Le torbiere, specialmente quelle nelle regioni tropicali, recuperano enormi quantità di carbonio organico. Le attività umane stanno avendo un notevole impatto su queste zone umide. Per esempio, i progetti di risanamento, in combinazione con gli effetti della siccità periodica, possono portare ad incendi su vasta scala, che liberano enormi quantità di anidride carbonica (CO2) nell’atmosfera, contribuendo così al riscaldamento globale.
Utilizzando misurazioni laser, il professor Florian Siegert e il suo gruppo di ricerca presso la Ludwig-Maximilians-Universität (LMU) di Monaco di Baviera hanno valutato la quantità di torba bruciata in tali incendi con una precisione senza precedenti. I nuovi dati indicano che, nel 2006, gli incendi delle torbiere in Indonesia hanno rilasciato fino a circa 900 milioni di tonnellate di CO2. Questo è più che la quantità totale di CO2 emessa in tutta la Germania nello stesso anno, e rappresenta circa il 16% delle emissioni in tutto il mondo associate alla deforestazione.

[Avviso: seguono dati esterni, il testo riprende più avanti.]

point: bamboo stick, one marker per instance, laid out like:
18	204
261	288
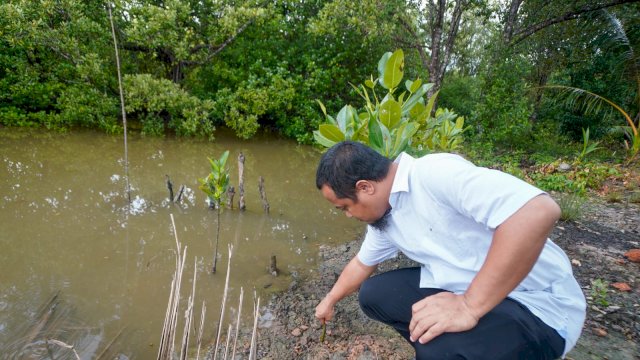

Il nostro lavoro sottolinea il ruolo decisivo svolto del mettere in pericolo gli ecosistemi delle zone umide tropicali nel contesto del riscaldamento globale. Lo studio fornisce anche dati importanti per la prossima Conferenza mondiale sul clima di Copenaghen. Uno degli obiettivi di tale incontro è quello di raggiungere un accordo su come gli incentivi finanziari e gli altri aiuti possono essere impiegati per la protezione delle zone umide tropicali, e così contribuire a preservare la loro enorme capacità per lo stoccaggio del carbonio.
Nel corso di milioni di anni, materiale vegetale può essersi convertito in carbone. Il primo passo in questo processo porta alla formazione della torba, un materiale organico che è combustibile e viene raccolto per il riscaldamento in molte parti d’Europa. Come una forma condensata di massa vegetale, la torba è anche una forma importante di stoccaggio del carbonio in superficie.
Si stima che, nei tropici, le paludi di torba coprono una superficie di 30-45 milioni di ettari. Ciò corrisponde a circa il 10% della superficie totale delle torbiere nel mondo, e significa che le torbiere tropicali rappresentano uno dei più grandi siti di stoccaggio in prossimità della superficie per il carbonio organico che abbiamo
dice il professor Siegert. Quasi la metà di questo bacino si trova in un solo Paese, l’Indonesia. Molte delle torbiere costiere del Borneo si sono formate più di 20.000 anni fa. Da quel momento cupole convesse di torba, fino a 20 metri di spessore, si sono sviluppate. Esse hanno una grande capacità di stoccaggio di carbonio. Infatti, l’importo totale di carbonio bloccato nel torbiere della sola Indonesia si stia sia più di 50 gigatonnellate.
Tuttavia, queste zone sono in imminente pericolo. Lasciate allo stato naturale, sono semplicemente troppo bagnate per bruciare. Ma le misure di drenaggio e la deforestazione disturbano il loro equilibrio ecologico e le rendono vulnerabili al fuoco, che è quasi sempre causato dalle attività umane. Le imprese private, spesso sfruttano gli incendi per preparare il terreno per la creazione di grandi piantagioni di enorme scala per la produzione di pasta di legno e olio di palma.
Gli incendi, comunque, sono doppiamente pericolosi. Il fumo che producono contiene enormi quantità di aerosol e di gas tossici, che possono portare a gravi problemi di salute in molte aree del Sud-Est asiatico. Inoltre, il suolo legato al carbonio organico viene trasformato in anidride carbonica. I problemi sono ulteriormente aggravati dal fatto che il profilo climatico ha indotto i periodi di aridità ad aumentare la combustibilità della torba. Per esempio, durante la siccità associata al fenomeno El Niño nel 1997/98, fino a 2,57 gigatonnellate di carbonio sono state rilasciate nella sola Indonesia. Le stime variano notevolmente, spiega Siegert, ma si presume che il carbonio emesso sia pari ad almeno il 13% e, forse, fino al 40% delle emissioni totali di carbonio attribuibili alla combustione di fonti energetiche fossili.
Un’altra bella gatta da pelare al prossimo congresso di Copenaghen.